Baoyu Imagine
/install baoyu-imagine
Image Generation (AI SDK)
Official API-based image generation. Supports OpenAI GPT Image 2, Azure OpenAI, Google, OpenRouter, DashScope (阿里通义万象), Z.AI GLM-Image, MiniMax, Jimeng (即梦), Seedream (豆包) and Replicate.
User Input Tools
When this skill prompts the user, follow this tool-selection rule (priority order):
- Prefer built-in user-input tools exposed by the current agent runtime — e.g.,
AskUserQuestion,request_user_input,clarify,ask_user, or any equivalent. - Fallback: if no such tool exists, emit a numbered plain-text message and ask the user to reply with the chosen number/answer for each question.
- Batching: if the tool supports multiple questions per call, combine all applicable questions into a single call; if only single-question, ask them one at a time in priority order.

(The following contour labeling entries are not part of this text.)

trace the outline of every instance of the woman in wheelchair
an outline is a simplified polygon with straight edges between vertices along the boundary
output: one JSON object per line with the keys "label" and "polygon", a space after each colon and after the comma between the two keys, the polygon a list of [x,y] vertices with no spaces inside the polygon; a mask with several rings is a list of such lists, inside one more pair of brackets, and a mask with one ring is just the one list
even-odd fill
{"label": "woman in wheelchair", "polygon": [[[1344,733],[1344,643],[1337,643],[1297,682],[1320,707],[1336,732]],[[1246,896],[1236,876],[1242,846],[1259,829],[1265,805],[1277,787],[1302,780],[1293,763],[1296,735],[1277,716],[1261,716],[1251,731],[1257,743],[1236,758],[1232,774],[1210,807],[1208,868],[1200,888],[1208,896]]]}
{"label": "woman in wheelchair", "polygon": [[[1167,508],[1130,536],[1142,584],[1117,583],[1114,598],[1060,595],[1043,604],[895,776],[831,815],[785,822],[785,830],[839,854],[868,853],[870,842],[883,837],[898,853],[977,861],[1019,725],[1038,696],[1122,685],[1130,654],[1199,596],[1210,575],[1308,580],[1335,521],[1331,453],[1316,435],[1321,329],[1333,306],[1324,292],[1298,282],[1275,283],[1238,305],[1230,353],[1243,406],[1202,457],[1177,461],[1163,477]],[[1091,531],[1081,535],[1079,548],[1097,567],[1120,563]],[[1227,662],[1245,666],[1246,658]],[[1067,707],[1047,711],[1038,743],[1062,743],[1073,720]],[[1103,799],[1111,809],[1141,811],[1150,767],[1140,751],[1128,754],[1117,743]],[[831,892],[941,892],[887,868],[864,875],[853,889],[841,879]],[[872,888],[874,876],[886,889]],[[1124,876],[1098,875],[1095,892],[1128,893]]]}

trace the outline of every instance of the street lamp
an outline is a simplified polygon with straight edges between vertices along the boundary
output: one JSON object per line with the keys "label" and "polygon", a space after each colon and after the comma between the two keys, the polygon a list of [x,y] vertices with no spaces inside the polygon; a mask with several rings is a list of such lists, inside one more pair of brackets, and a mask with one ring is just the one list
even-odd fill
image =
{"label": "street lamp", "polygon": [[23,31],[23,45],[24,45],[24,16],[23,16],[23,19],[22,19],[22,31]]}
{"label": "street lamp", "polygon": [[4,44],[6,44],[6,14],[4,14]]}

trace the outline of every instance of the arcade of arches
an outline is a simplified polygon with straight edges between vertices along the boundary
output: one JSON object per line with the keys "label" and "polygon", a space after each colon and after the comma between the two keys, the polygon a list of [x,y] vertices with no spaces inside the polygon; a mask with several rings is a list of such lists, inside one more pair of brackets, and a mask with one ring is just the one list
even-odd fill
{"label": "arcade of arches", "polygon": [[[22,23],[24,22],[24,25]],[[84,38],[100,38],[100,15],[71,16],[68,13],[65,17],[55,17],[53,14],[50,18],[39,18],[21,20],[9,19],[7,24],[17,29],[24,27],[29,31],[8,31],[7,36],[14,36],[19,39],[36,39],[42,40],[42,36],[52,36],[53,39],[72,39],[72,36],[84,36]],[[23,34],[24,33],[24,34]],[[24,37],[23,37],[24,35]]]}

Concrete AskUserQuestion references below are examples — substitute the local equivalent in other runtimes.
Script Directory
{baseDir} = this SKILL.md's directory. Main script: {baseDir}/scripts/main.ts. Resolve ${BUN_X}: prefer bun; else npx -y bun; else suggest brew install oven-sh/bun/bun.
Step 0: Load Preferences ⛔ BLOCKING
This step MUST complete before any image generation — generation is blocked until EXTEND.md exists.
Check these paths in order; first hit wins:
| Path | Scope |
|---|---|
.baoyu-skills/baoyu-imagine/EXTEND.md |
Project |
${XDG_CONFIG_HOME:-$HOME/.config}/baoyu-skills/baoyu-imagine/EXTEND.md |
XDG |
$HOME/.baoyu-skills/baoyu-imagine/EXTEND.md |
User home |
- Found → load, parse, apply. If
default_model.[provider]is null → ask model only. - Not found → run first-time setup (
references/config/first-time-setup.md) using AskUserQuestion to collect provider + model + quality + save location. Save EXTEND.md, then continue. Do not generate images before this completes.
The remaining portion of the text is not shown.